Sans toge, sans licteurs ni haches enlacées,
Sans chants impérieux et tristes de buccins,
N'écoutant que la voix des remords en nos seins
Le Juge intérieur passe dans nos pensées.
Les spectres dont le jour avait tué les cris,
Les spectres dont le jour avait clos les prunelles,
Surgissent maintenant des tombes éternelles
Et redressent leurs fronts livides et flétris.
O baisers reniés, mémoire des caresses,
Rêves que j'avais crus emmurés pour jamais,
O cadavres divins que j'aime et que je hais,
Regards accusateurs et bouches vengeresses,
Que voulez-vous de moi ? spectres, ayez pitié ;
N'appelez pas ainsi l'incorruptible juge ;
Vous savez qu'il n'est point d'église de refuge
Pour le coupable en pleurs et le crucifié.

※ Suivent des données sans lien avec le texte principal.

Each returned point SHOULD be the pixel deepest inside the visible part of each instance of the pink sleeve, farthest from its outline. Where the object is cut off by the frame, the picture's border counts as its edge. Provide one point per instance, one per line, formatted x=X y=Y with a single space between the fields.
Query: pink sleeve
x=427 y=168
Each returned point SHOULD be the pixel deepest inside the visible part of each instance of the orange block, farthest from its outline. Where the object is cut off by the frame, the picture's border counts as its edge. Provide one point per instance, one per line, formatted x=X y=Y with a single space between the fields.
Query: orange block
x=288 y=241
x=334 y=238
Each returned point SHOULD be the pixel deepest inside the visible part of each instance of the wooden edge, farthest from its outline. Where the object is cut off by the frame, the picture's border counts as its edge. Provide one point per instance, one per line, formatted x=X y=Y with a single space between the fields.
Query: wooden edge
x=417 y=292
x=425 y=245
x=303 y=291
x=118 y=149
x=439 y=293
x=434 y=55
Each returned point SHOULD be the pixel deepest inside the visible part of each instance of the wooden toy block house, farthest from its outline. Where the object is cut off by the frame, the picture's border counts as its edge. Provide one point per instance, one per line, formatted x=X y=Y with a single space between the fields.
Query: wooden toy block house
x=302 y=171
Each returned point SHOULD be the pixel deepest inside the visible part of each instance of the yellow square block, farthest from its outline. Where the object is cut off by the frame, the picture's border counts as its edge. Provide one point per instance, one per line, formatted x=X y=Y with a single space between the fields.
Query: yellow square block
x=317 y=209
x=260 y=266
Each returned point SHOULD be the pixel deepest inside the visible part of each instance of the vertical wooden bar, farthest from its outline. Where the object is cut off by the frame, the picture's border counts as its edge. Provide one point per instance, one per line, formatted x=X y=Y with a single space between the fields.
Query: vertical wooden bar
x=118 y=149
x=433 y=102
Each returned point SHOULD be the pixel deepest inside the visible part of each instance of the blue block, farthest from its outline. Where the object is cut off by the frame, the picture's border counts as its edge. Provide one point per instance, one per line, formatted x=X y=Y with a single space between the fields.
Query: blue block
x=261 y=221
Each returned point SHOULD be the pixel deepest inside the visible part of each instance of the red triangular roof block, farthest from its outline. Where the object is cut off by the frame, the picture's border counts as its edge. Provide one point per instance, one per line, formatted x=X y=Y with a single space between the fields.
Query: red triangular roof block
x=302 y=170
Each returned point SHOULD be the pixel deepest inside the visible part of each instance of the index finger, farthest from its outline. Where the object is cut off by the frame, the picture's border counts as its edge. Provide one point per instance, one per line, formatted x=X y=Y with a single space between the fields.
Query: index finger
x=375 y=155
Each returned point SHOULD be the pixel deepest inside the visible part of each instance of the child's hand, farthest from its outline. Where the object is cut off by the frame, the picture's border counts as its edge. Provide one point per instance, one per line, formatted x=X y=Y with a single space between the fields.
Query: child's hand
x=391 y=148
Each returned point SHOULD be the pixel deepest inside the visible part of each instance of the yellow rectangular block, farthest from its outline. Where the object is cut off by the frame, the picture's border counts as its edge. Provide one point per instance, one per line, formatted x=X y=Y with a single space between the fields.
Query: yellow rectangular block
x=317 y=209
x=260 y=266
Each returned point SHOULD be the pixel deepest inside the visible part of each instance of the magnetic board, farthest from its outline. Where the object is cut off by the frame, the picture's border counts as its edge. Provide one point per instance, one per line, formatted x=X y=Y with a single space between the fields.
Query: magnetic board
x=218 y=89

Mais l'âpre justicier se lève dans mon âme
Chaque soir : il prononce irrévocablement
La sentence de deuil, de honte et de tourment
Et fait couler en moi des rivières de flamme.
Puis il remonte au ciel lointain dont il descend
Et d'où j'espère en vain le Rédempteur à naître,
Tandis que dans l'obscur abîme de mon être
Un enfer de douleur hurle en le maudissant.